Finalmente, sobre el terreno es necesario hilvanar la relación entre la dinámica de las redes de base comunitaria y la actividad profesional de los servicios sociales. Se trata de una tarea de adaptación a las condiciones del entorno de actuación y de coordinación con los actores sociales del territorio. La infraestructura social de las comunidades es el espacio público, los equipamientos y los núcleos vecinales, nódulos básicos de interacción social.
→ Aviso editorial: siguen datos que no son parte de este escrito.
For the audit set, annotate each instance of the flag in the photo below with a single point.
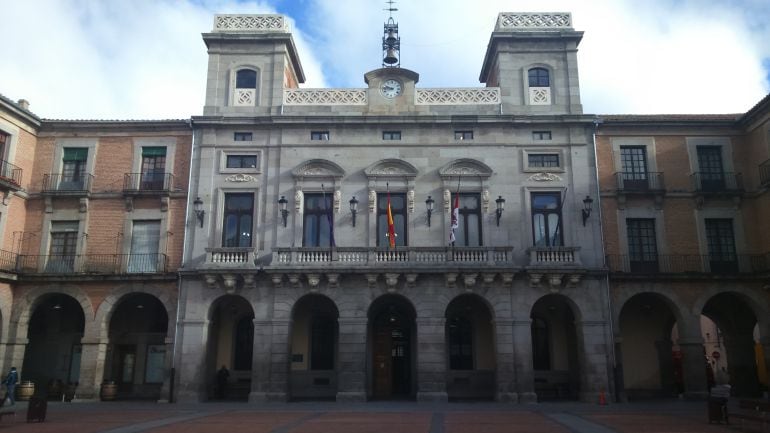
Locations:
(391, 227)
(455, 219)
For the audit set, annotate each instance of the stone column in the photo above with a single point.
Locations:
(592, 352)
(505, 372)
(431, 359)
(192, 345)
(522, 360)
(351, 366)
(92, 357)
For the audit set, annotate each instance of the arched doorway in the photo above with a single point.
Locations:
(52, 356)
(650, 366)
(313, 371)
(735, 326)
(554, 349)
(230, 345)
(392, 339)
(471, 354)
(136, 352)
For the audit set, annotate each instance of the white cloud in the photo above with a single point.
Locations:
(145, 58)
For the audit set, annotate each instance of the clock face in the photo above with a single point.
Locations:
(390, 88)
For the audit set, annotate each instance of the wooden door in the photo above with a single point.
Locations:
(383, 372)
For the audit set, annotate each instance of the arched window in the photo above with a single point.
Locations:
(539, 77)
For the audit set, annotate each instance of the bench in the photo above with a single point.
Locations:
(751, 411)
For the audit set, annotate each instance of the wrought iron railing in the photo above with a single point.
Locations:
(689, 263)
(149, 182)
(378, 256)
(92, 264)
(640, 181)
(716, 182)
(10, 173)
(67, 183)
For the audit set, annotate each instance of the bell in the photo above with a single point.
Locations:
(390, 57)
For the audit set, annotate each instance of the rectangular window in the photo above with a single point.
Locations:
(63, 247)
(153, 168)
(642, 245)
(73, 169)
(468, 233)
(633, 161)
(721, 245)
(398, 210)
(317, 220)
(391, 135)
(711, 171)
(319, 135)
(546, 219)
(463, 135)
(243, 136)
(145, 244)
(238, 221)
(543, 160)
(241, 161)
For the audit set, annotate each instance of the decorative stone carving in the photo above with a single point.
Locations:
(372, 201)
(458, 96)
(324, 97)
(544, 177)
(240, 177)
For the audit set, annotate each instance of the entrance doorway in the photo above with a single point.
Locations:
(392, 330)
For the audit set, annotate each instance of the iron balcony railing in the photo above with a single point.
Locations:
(689, 263)
(640, 181)
(148, 182)
(708, 182)
(10, 173)
(67, 183)
(764, 173)
(109, 264)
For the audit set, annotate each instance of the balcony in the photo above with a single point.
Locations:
(689, 263)
(147, 183)
(413, 257)
(764, 173)
(98, 264)
(67, 184)
(10, 176)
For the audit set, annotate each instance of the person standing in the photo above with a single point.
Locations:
(10, 385)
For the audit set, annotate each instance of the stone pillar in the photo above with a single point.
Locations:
(351, 367)
(693, 368)
(431, 359)
(592, 352)
(505, 372)
(522, 360)
(92, 357)
(190, 361)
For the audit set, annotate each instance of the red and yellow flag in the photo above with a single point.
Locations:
(391, 227)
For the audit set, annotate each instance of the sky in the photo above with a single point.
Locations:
(145, 59)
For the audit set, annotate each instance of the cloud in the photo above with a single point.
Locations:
(145, 58)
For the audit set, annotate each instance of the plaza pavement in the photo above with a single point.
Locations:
(672, 416)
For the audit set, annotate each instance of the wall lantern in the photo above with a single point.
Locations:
(283, 203)
(500, 207)
(429, 206)
(587, 202)
(353, 209)
(198, 208)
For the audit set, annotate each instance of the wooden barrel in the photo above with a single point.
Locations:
(109, 390)
(25, 390)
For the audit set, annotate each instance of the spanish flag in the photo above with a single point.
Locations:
(391, 227)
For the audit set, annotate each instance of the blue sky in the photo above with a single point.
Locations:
(145, 58)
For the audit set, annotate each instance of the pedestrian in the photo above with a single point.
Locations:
(10, 385)
(222, 375)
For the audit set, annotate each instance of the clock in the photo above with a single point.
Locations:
(390, 88)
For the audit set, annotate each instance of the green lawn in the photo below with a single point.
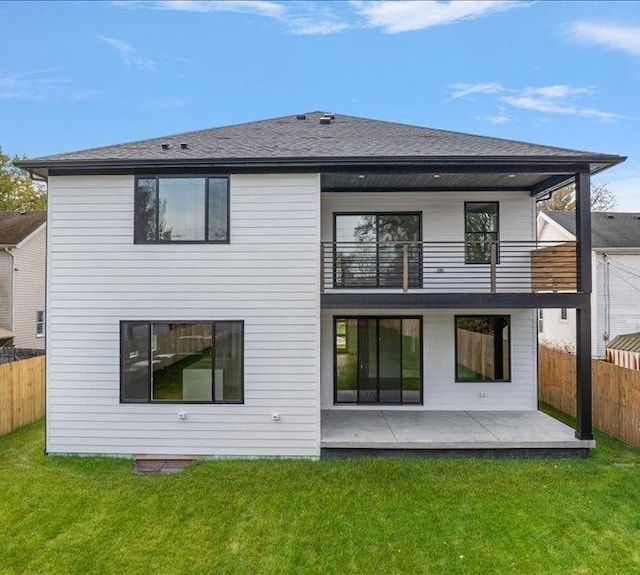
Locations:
(382, 516)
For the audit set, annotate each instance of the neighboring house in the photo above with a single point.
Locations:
(22, 279)
(239, 290)
(624, 350)
(615, 298)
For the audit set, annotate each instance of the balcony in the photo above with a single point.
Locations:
(449, 267)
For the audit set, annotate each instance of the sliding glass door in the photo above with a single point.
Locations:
(378, 360)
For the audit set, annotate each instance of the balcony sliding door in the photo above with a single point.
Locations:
(378, 360)
(370, 249)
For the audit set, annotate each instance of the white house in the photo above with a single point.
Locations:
(304, 285)
(615, 298)
(22, 279)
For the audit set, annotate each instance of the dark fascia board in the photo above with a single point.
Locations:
(460, 164)
(340, 300)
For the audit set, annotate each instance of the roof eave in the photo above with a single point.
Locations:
(596, 163)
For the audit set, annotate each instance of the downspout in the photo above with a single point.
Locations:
(12, 287)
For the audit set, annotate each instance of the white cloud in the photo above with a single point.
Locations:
(552, 99)
(402, 16)
(32, 85)
(300, 18)
(557, 91)
(464, 90)
(615, 36)
(128, 54)
(624, 182)
(499, 119)
(309, 27)
(260, 7)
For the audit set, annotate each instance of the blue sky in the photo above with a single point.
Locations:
(83, 74)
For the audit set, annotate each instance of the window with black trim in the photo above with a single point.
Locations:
(194, 362)
(481, 223)
(40, 323)
(181, 209)
(370, 249)
(483, 348)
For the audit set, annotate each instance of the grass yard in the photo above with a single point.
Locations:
(93, 515)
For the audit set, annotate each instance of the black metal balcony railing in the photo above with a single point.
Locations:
(517, 266)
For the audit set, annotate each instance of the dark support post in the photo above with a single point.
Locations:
(583, 314)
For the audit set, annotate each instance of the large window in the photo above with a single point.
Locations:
(483, 348)
(181, 362)
(378, 359)
(181, 210)
(480, 231)
(370, 249)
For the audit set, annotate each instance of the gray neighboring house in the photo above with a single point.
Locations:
(22, 279)
(615, 298)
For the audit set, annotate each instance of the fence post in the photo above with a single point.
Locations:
(405, 268)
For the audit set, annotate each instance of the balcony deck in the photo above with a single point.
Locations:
(448, 267)
(347, 433)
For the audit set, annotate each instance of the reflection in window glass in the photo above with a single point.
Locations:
(181, 202)
(481, 230)
(181, 362)
(370, 247)
(228, 362)
(483, 348)
(218, 209)
(173, 362)
(378, 360)
(181, 210)
(134, 351)
(145, 211)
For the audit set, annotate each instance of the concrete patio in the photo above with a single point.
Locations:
(446, 433)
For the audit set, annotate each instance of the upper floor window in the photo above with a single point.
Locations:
(40, 323)
(370, 248)
(480, 231)
(173, 209)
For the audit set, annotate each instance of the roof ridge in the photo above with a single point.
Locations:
(194, 133)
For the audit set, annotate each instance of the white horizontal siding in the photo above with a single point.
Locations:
(6, 291)
(266, 276)
(617, 306)
(440, 391)
(557, 332)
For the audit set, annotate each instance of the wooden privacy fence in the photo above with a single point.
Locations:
(21, 393)
(616, 392)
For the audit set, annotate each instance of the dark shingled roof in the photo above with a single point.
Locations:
(608, 229)
(289, 137)
(16, 226)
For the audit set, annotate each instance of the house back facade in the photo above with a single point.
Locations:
(224, 289)
(615, 298)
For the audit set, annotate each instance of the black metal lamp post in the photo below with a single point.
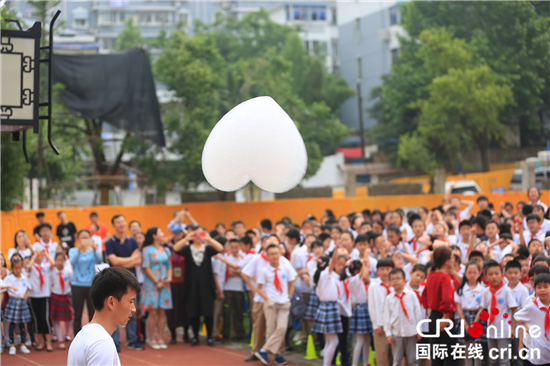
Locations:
(20, 90)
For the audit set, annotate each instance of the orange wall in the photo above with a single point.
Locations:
(486, 181)
(208, 214)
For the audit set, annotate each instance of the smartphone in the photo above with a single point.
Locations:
(86, 243)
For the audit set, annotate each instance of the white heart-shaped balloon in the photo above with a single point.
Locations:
(255, 141)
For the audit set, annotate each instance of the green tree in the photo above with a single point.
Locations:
(512, 38)
(235, 60)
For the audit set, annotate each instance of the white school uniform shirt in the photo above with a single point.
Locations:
(24, 253)
(301, 262)
(533, 315)
(51, 246)
(34, 280)
(395, 320)
(344, 299)
(410, 233)
(93, 346)
(234, 283)
(376, 298)
(21, 284)
(254, 267)
(266, 278)
(56, 283)
(470, 298)
(311, 269)
(358, 290)
(505, 301)
(218, 267)
(423, 256)
(464, 249)
(327, 287)
(520, 293)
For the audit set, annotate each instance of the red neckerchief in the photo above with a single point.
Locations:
(546, 317)
(386, 286)
(39, 269)
(62, 283)
(346, 289)
(277, 282)
(494, 301)
(413, 242)
(400, 297)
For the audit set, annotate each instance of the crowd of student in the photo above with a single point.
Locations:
(383, 279)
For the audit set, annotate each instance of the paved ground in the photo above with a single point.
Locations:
(179, 354)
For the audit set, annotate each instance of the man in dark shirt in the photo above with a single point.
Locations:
(66, 231)
(123, 251)
(41, 219)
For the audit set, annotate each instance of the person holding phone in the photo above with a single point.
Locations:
(198, 248)
(83, 258)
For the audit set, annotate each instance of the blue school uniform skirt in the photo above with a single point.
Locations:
(327, 319)
(312, 306)
(360, 320)
(470, 316)
(17, 311)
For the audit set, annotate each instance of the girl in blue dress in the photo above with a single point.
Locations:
(157, 296)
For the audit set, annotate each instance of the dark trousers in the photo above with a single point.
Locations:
(81, 295)
(233, 312)
(41, 315)
(343, 348)
(22, 333)
(196, 323)
(443, 339)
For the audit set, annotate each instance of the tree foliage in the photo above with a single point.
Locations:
(502, 48)
(232, 61)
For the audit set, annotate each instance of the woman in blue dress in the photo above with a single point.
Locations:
(157, 296)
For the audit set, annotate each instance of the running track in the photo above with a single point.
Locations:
(179, 354)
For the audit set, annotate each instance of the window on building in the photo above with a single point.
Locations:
(183, 19)
(107, 17)
(108, 43)
(358, 30)
(395, 17)
(146, 18)
(80, 23)
(395, 54)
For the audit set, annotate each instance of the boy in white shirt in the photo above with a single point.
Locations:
(379, 289)
(113, 295)
(402, 313)
(500, 297)
(276, 287)
(233, 293)
(513, 273)
(46, 241)
(533, 314)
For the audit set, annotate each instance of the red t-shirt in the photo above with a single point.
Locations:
(102, 232)
(438, 294)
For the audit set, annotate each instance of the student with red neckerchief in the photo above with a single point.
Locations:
(536, 313)
(438, 299)
(378, 290)
(499, 302)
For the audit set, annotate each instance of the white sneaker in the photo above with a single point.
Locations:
(24, 350)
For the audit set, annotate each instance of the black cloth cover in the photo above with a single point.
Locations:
(115, 88)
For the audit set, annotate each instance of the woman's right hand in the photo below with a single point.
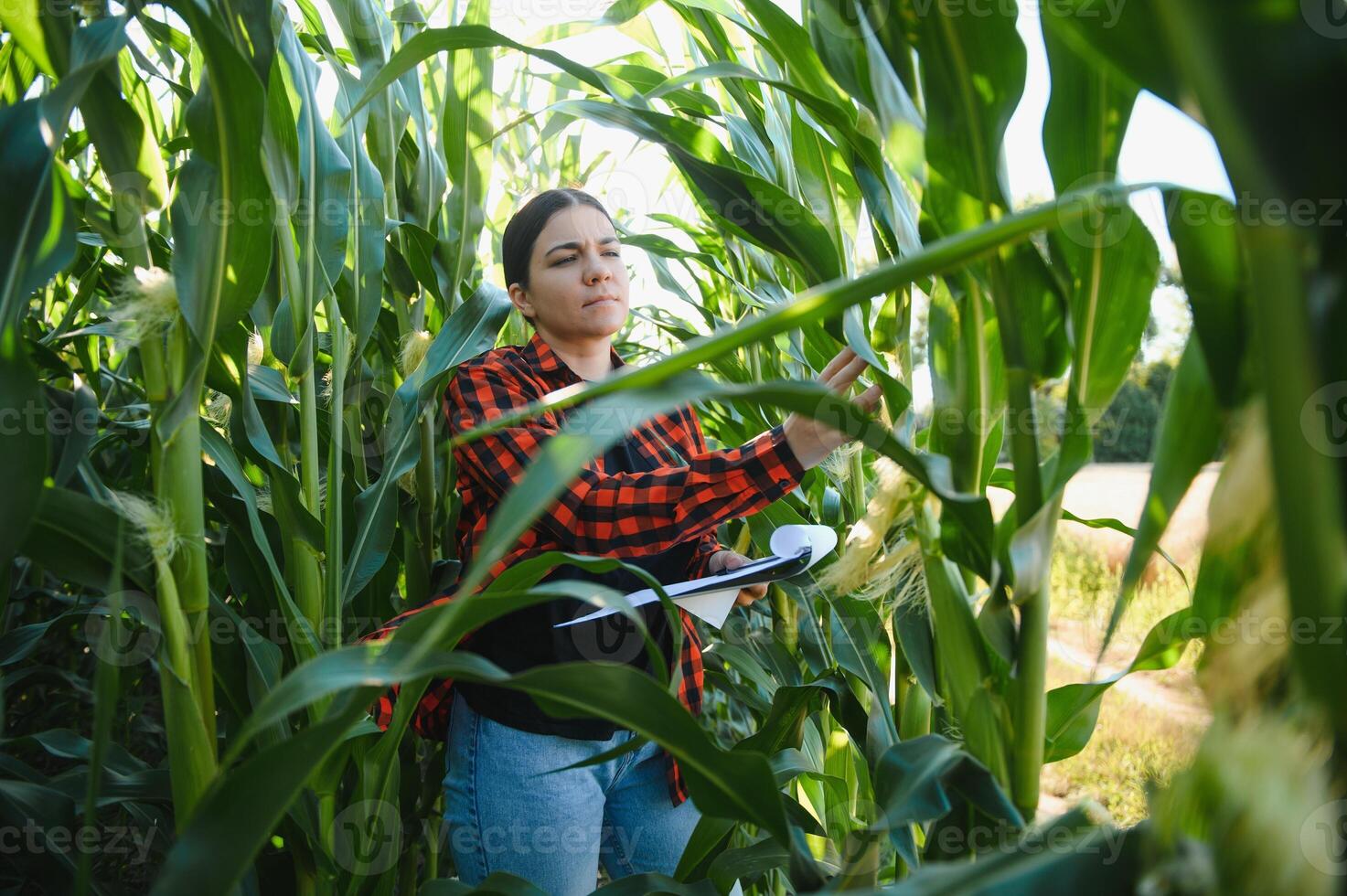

Los agentes de cambio de las condiciones sociales son los servicios profesionales de acción social y las redes de base comunitaria. Por este motivo, hemos visto que el personal del sistema profesional de acción social deberá adquirir o mejorar habilidades profesionales encaminadas a la reorientación comunitaria de las intervenciones. En síntesis, el o la profesional deberá tener la capacidad de análisis de las condiciones objeto de intervención y de planificación de las intervenciones basándose en la capacidad de trabajo por proyectos y en equipos (no exclusivamente en función de las propias competencias/habilidades); la detección de los agentes clave del territorio y la colaboración con ellos; la eficiencia en la coordinación de los recursos movilizados para las intervenciones (tanto los propiamente públicos como los de otras organizaciones o entidades); la dinamización de grupos y la articulación de dinámicas participativas en espacios tanto formales como informales.
Expresado en pocas palabras: la priorización de políticas públicas universales de protección, la reorientación metodológica de la acción social en clave comunitaria, el refuerzo orgánico de los equipos profesionales y la capacidad de trabajo en el territorio con las redes de base comunitaria son los cuatro factores que deben concurrir para iniciar una etapa en la que los servicios sociales pasen de ser un sistema de contención de la población en situación o riesgo de exclusión social, a uno de promoción de la inclusión y la construcción de itinerarios de autonomía.